Il fit encore un tableau renfermant les figures nues de Vénus et de Mars qui dort sur un gazon émaillé de fleurs[1]; tout autour d’eux, une foule de petits Amours transportent çà et là son casque, ses brassards et ses autres armes. On y voit, en outre un bosquet de myrte, un Cupidon ayant peur d’un lapin, les colombes et les autres attributs de Vénus.

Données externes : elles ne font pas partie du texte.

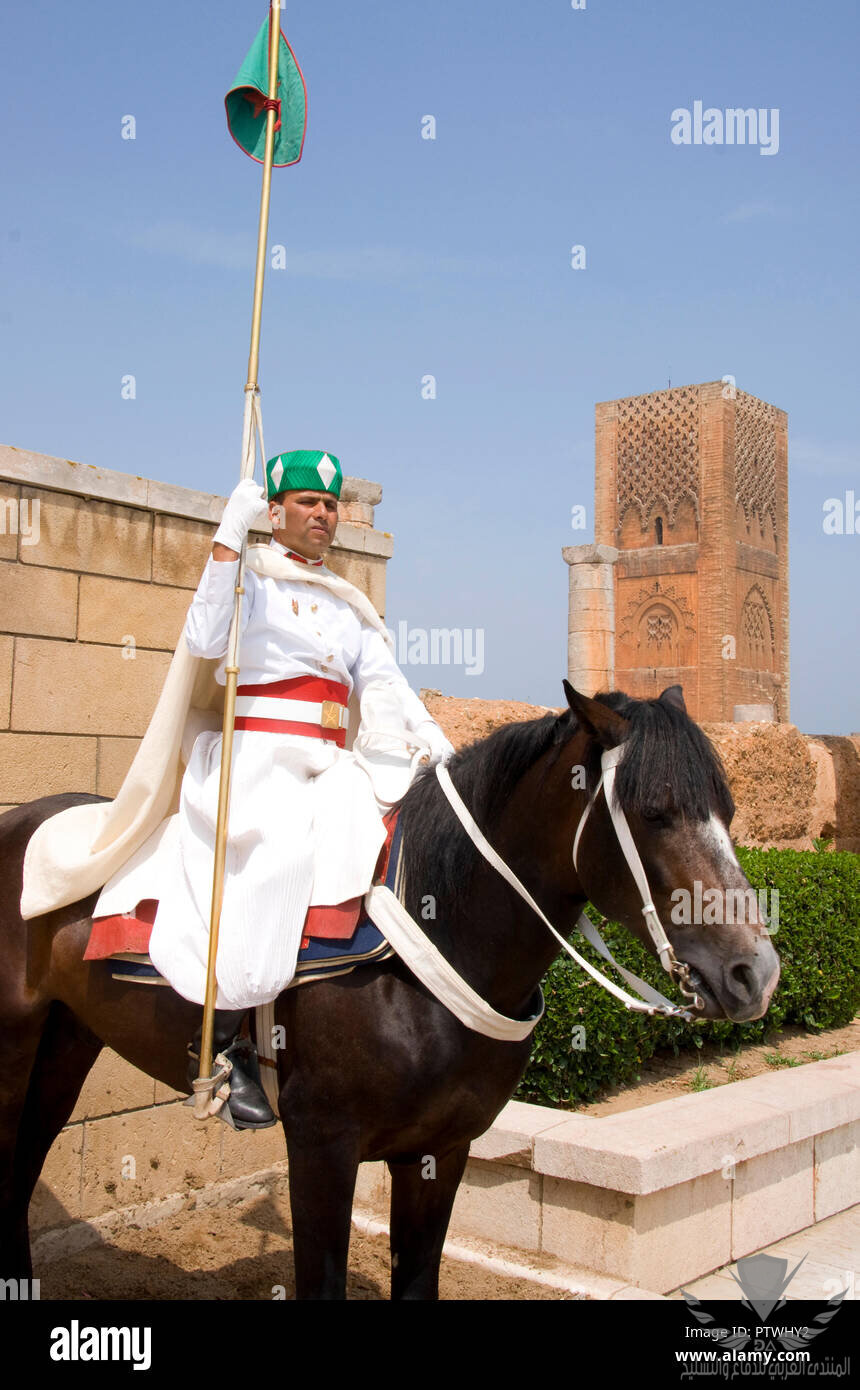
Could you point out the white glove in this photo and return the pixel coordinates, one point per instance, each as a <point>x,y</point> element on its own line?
<point>439,747</point>
<point>245,506</point>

Le directeur de l’hôpital degli Innocenti, son grand ami, désirant avoir un tableau à l’entrée de son église, et à gauche, pour la chapelle del Pugliese, en chargea Piero qui l’acheva tout à son aise[2], mais après avoir fait désespérer le directeur, à qui il ne permit de voir son œuvre que terminée. Ce procédé lui paraissait étrange, tant à cause de leur amitié qu’à cause de l’argent qu’il fallait débourser chaque jour ; aussi, au dernier paiement, il ne voulut pas s’exécuter sans voir la peinture. Piero l’ayant menacé de détruire tout ce qu’il avait fait, il céda et paya. Il y a de bonnes choses dans ce tableau.

La Vierge qu’il fit ensuite, pour San Pier Gattolini, est actuellement à San Friano, l’autre église ayant été détruite[3]. Elle est aussi belle que le tableau de la Conception qu’on voit dans le transept de San Francesco, à Fiesole.

Pour Giovan Vespucci, qui demeurait en face de San Michele della Via de’ Servi, aujourd’hui de Pier Salviati, il peignit quelques bacchanales tout autour d’une chambre[4], et y représenta des faunes, des satyres, des sylvains si étranges, avec des enfants et des bacchantes, que c’est une merveille de voir la diversité des peaux, des vêtements et la variété des têtes de boucs, tous objets rendus avec une grâce et une vérité extrêmes. Dans une de ces peintures, il y a un Silène assis sur un âne, et entouré d’enfants dont les uns le soutiennent et les autres lui donnent à boire cette peinture est pleine d’une joie vive, rendue avec un grand talent.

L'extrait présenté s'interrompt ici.